Special Circumstances While Grading

While you are grading, you should be mindful of student citations and know what to do in cases of incomplete work, possible plagiarism, or writing on sensitive topics.

Citations

Whenever you are grading a research paper, make sure that you diligently check citations. Citations are especially important in research papers and some students may not have many opportunities to practice. It’s important for you to recognize whether a student is using the citations correctly. If they have not mastered citations, you can point them to the following resources (based on which formatting style they are using) and be sure to flag this to the teacher in the Class Summary write-up.

Plagiarism

If you suspect plagiarism, please send the teacher a message immediately and let them know which student and where the plagiarism is located in their essay. Teachers have their own procedures for handling plagiarism. Your job is simply to alert them. Here are some potential signs of plagiarism, according to MIT’s Comparative Media Studies Writing Center:

  • Unusual phrasings
  • Noticeable unevenness of style (some very sophisticated sentences followed by some amateurish ones)
  • Concepts that seem too sophisticated for the level of the class
  • Unclear or incorrect sources listed in the bibliography
  • A writing style or diction choice in a particular paper that seems inconsistent with that found in other samples of the student’s writing  
  • Please note: It is NOT your responsibility as a Graider to identify the source of the plagiarism. Please do not copy and paste student work into free, online plagiarism detectors. While this may seem like the diligent thing to do, you may not share student work with any third party - including services like these.

Incomplete Work

If you come across work that is incomplete, please send the teacher a message immediately and be sure to include the student’s name in your message. The teacher may be able to upload a completed version of the work, or they may have their own procedure for handling incomplete work (depending on how much the student has written.)

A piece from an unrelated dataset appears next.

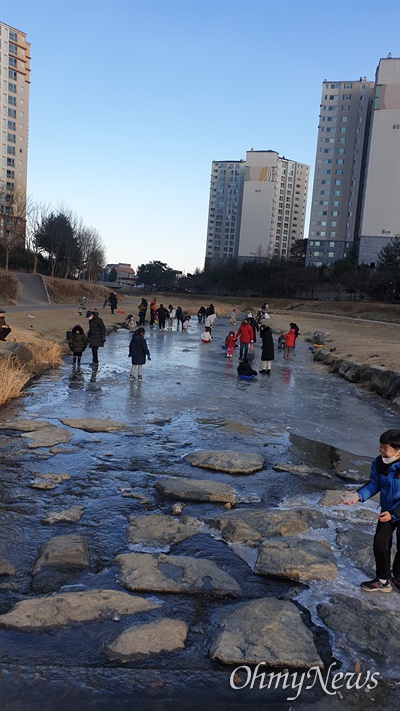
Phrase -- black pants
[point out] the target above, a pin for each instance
(382, 546)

It can be challenging to provide constructive feedback on work that is incomplete, but you still need to engage the student based on what they have written. Students are more likely to read a personal note than a coded teacher response. Simply remarking “incomplete assignment” - while potentially the most accurate statement - will not motivate or encourage students to keep working. To be effective, students need to hear what the Graider is trying to say. Try your best to give them praise on what they did - and encourage them to persist. 

Carol Jago, the author of Papers, Papers Papers, gives the following example of feedback for incomplete work:

Dear student,

Intriguing title and introduction. You make me want more - much, much more. Fulfilling the demands of this assignment requires an essay that is at least twice as long as what you have written here. It’s not that longer is always better but without development you essay is incomplete. Next time be sure to include concrete examples to support your thesis.

Sensitive Student Work

Student writing provides opportunities for students to be vulnerable. When you are reading and grading student writing, it is possible you will encounter personal accounts or hints at violence, self-harm, abuse, neglect, bullying, or other similarly sensitive content. If you encounter this or suspect a student may need help, it is your responsibility to immediately send a message to the teacher. Include the student’s name so that the teacher is aware of the situation and can check in with the student and follow up as necessary. This is absolutely critical in cases where a student may be in danger.